Penn State posted 12 scores on April 8, and Rutgers found the net 11 times one week later. The Maryland attack was able to outscore the Nittany Lions and Scarlet Knights to help the Terps win those contests, but when Ohio State notched three fourth-quarter goals, the Terps couldn't recover.
Initially, Johns Hopkins' attack appeared to have Maryland's defense solved. The Blue Jays capitalized on wins at the faceoff X with consecutive goals to open the game.
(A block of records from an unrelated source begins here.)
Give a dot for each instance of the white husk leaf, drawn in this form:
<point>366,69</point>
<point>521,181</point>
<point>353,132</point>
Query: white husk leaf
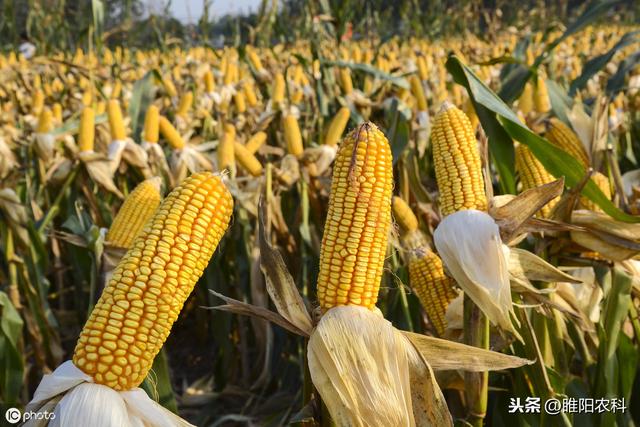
<point>470,246</point>
<point>88,404</point>
<point>360,368</point>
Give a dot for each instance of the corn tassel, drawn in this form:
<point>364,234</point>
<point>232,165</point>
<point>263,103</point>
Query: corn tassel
<point>134,314</point>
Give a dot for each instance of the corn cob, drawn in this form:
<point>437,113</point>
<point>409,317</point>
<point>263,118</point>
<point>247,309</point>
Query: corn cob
<point>457,162</point>
<point>418,93</point>
<point>38,102</point>
<point>87,131</point>
<point>337,126</point>
<point>45,121</point>
<point>345,81</point>
<point>404,215</point>
<point>355,233</point>
<point>170,133</point>
<point>116,124</point>
<point>185,104</point>
<point>57,112</point>
<point>561,135</point>
<point>240,103</point>
<point>134,314</point>
<point>533,174</point>
<point>256,142</point>
<point>541,96</point>
<point>250,94</point>
<point>247,160</point>
<point>225,148</point>
<point>292,135</point>
<point>602,181</point>
<point>525,102</point>
<point>151,125</point>
<point>209,82</point>
<point>432,286</point>
<point>278,90</point>
<point>134,213</point>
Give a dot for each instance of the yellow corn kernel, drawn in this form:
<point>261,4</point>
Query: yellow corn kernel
<point>255,142</point>
<point>137,308</point>
<point>337,126</point>
<point>602,181</point>
<point>87,131</point>
<point>533,174</point>
<point>359,216</point>
<point>45,121</point>
<point>457,162</point>
<point>254,59</point>
<point>151,125</point>
<point>247,160</point>
<point>57,112</point>
<point>418,93</point>
<point>185,104</point>
<point>345,81</point>
<point>292,135</point>
<point>170,133</point>
<point>525,102</point>
<point>135,212</point>
<point>250,94</point>
<point>239,101</point>
<point>38,102</point>
<point>225,148</point>
<point>562,136</point>
<point>434,288</point>
<point>209,82</point>
<point>116,124</point>
<point>278,90</point>
<point>404,215</point>
<point>541,96</point>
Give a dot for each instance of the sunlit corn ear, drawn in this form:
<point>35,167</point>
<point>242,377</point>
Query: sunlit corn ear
<point>359,366</point>
<point>43,139</point>
<point>136,311</point>
<point>469,243</point>
<point>7,158</point>
<point>613,239</point>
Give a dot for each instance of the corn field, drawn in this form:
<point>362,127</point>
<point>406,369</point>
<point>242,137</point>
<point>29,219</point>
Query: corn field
<point>326,224</point>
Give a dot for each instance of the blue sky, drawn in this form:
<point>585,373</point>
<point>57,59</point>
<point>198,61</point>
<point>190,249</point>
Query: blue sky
<point>191,10</point>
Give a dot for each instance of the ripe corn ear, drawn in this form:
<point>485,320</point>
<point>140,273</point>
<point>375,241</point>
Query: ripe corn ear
<point>137,209</point>
<point>134,314</point>
<point>434,288</point>
<point>337,126</point>
<point>358,220</point>
<point>457,162</point>
<point>170,133</point>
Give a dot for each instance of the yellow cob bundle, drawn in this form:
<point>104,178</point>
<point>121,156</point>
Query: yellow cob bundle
<point>337,126</point>
<point>434,288</point>
<point>87,131</point>
<point>116,124</point>
<point>292,135</point>
<point>151,124</point>
<point>457,162</point>
<point>358,219</point>
<point>170,133</point>
<point>561,135</point>
<point>138,307</point>
<point>137,209</point>
<point>533,174</point>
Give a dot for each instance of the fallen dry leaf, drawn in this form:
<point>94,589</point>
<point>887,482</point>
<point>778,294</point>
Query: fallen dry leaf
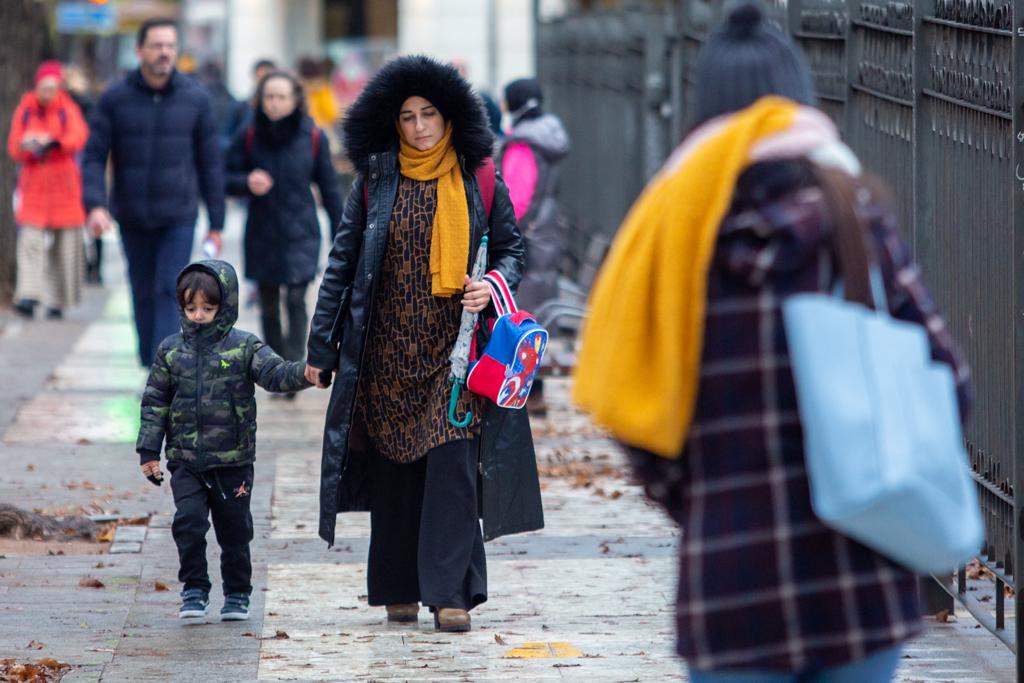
<point>44,671</point>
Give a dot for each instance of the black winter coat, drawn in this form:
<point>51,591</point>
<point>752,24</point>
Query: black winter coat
<point>510,489</point>
<point>165,152</point>
<point>283,231</point>
<point>201,394</point>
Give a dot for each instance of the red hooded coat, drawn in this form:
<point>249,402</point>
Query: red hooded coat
<point>49,184</point>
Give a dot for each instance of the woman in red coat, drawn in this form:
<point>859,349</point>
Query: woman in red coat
<point>46,134</point>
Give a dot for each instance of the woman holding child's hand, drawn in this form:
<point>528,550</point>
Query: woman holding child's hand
<point>386,321</point>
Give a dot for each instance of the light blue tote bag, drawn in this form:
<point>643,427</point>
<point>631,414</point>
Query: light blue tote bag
<point>884,450</point>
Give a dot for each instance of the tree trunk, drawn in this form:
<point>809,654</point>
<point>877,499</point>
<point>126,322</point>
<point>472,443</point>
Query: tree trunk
<point>25,41</point>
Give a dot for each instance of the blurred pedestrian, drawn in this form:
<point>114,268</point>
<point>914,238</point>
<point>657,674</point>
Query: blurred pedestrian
<point>735,223</point>
<point>46,134</point>
<point>321,100</point>
<point>392,297</point>
<point>494,111</point>
<point>529,157</point>
<point>78,86</point>
<point>272,162</point>
<point>158,129</point>
<point>229,114</point>
<point>261,69</point>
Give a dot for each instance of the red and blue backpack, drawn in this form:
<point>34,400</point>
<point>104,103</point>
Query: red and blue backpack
<point>506,370</point>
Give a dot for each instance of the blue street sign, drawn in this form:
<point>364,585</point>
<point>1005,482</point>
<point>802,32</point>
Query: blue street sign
<point>86,17</point>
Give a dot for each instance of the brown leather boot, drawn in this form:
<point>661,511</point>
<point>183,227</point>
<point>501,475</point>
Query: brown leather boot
<point>407,611</point>
<point>452,620</point>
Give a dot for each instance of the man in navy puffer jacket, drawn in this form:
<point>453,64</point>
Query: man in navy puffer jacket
<point>157,127</point>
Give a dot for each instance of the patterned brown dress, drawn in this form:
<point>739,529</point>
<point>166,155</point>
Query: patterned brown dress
<point>403,388</point>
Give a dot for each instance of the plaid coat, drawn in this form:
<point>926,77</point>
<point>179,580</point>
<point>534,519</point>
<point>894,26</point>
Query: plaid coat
<point>763,584</point>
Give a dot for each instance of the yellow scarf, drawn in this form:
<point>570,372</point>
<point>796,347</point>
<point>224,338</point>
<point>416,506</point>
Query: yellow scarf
<point>640,357</point>
<point>450,238</point>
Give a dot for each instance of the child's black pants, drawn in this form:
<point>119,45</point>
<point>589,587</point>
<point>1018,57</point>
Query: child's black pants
<point>223,494</point>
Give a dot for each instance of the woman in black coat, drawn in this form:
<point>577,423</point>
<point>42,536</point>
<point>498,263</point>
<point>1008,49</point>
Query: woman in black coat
<point>385,323</point>
<point>272,162</point>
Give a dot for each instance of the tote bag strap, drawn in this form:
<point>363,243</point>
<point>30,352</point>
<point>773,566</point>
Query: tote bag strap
<point>859,274</point>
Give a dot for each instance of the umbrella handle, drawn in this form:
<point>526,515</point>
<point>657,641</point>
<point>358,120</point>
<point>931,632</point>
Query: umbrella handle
<point>453,401</point>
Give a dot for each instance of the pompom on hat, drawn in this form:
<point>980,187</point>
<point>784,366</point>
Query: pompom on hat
<point>745,58</point>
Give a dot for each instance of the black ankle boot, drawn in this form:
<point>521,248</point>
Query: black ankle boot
<point>26,308</point>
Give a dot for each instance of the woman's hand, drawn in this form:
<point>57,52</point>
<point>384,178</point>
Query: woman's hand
<point>476,296</point>
<point>312,376</point>
<point>259,182</point>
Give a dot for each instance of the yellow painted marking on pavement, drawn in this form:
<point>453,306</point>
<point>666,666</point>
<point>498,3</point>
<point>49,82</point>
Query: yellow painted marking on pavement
<point>543,651</point>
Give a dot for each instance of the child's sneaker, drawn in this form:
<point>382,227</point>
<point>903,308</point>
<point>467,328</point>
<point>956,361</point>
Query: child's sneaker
<point>236,607</point>
<point>194,603</point>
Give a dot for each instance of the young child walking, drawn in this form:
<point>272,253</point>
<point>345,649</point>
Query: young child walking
<point>200,398</point>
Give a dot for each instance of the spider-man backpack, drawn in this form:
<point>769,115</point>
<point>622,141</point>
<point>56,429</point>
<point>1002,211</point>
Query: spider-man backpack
<point>506,371</point>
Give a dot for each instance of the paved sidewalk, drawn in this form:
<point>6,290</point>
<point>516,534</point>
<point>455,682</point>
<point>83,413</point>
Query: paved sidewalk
<point>590,598</point>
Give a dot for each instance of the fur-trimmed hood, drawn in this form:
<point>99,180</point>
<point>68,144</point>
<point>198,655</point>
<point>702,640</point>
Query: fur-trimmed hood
<point>370,123</point>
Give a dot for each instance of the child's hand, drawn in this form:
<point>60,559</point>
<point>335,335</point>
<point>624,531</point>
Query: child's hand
<point>318,378</point>
<point>152,472</point>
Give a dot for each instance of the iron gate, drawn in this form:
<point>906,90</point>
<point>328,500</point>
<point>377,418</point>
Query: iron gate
<point>930,94</point>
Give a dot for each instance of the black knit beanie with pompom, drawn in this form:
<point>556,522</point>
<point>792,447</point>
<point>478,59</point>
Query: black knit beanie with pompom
<point>745,58</point>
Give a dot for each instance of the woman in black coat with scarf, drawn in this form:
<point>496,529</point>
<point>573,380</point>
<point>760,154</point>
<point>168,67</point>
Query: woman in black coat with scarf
<point>272,162</point>
<point>386,319</point>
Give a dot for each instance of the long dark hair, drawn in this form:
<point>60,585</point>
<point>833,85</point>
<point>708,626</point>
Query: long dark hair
<point>297,90</point>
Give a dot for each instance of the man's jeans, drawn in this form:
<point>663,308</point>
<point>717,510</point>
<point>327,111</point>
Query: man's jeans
<point>155,259</point>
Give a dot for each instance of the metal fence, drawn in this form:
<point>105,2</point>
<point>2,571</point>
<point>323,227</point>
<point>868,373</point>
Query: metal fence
<point>930,93</point>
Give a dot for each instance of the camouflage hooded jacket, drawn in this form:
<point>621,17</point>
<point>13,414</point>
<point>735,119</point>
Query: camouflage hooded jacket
<point>201,393</point>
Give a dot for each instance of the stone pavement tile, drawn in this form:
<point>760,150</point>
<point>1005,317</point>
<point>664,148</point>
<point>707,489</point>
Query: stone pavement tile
<point>225,666</point>
<point>72,418</point>
<point>81,674</point>
<point>79,476</point>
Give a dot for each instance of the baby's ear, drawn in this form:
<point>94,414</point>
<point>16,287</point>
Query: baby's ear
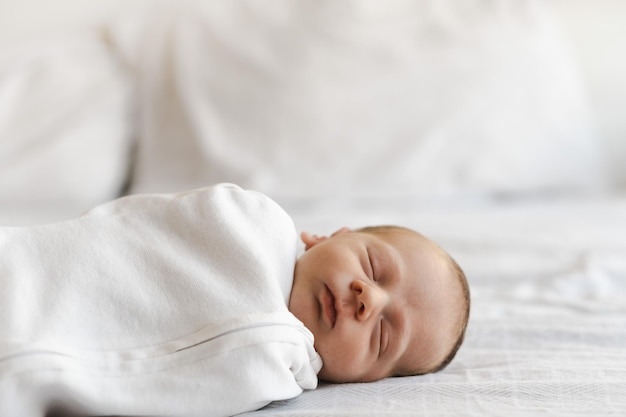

But after that, Maryland didn't allow another in the half, enabling it to boast a 3-2 lead at the intermission.
"It was definitely a gut check," said goalkeeper Dan Morris, who ended the day with 13 saves. "We take a ton of pride in our defense."
The unit struggled to slow the Blue Jays to open the third and fourth quarters, as Johns Hopkins scored two unanswered goals to begin both periods. But in the final minutes of the fourth quarter, Maryland prevented the Blue Jays from taking a three-goal lead, enabling the Terps' offense to come from behind and force overtime.
In overtime, the group didn't allow the Blue Jays any open looks. Johns Hopkins took two shots in each of the first and second overtimes and didn't attempt one in the third before midfielder Will Snider won the game.
The Terps defense prepared without knowing whether attackman Shack Stanwick — who's second on Johns Hopkins in points — would be playing. A Blue Jays spokesperson said it was unclear whether Stanwick, who suffered a foot injury in the team's win against Michigan on April 21, would play. However, he was in the starting lineup.
"We had three days to prepare for Shack being out there and Shack not being out there," Tillman said. "It would have been foolish to not expect him to play."
Still, Maryland's defense held Stanwick to one goal and limited the attack's chances in its best April performance.
"We've had decades upon decades of great defensemen," Morris said. "The last couple of games, we've been torn up a little bit."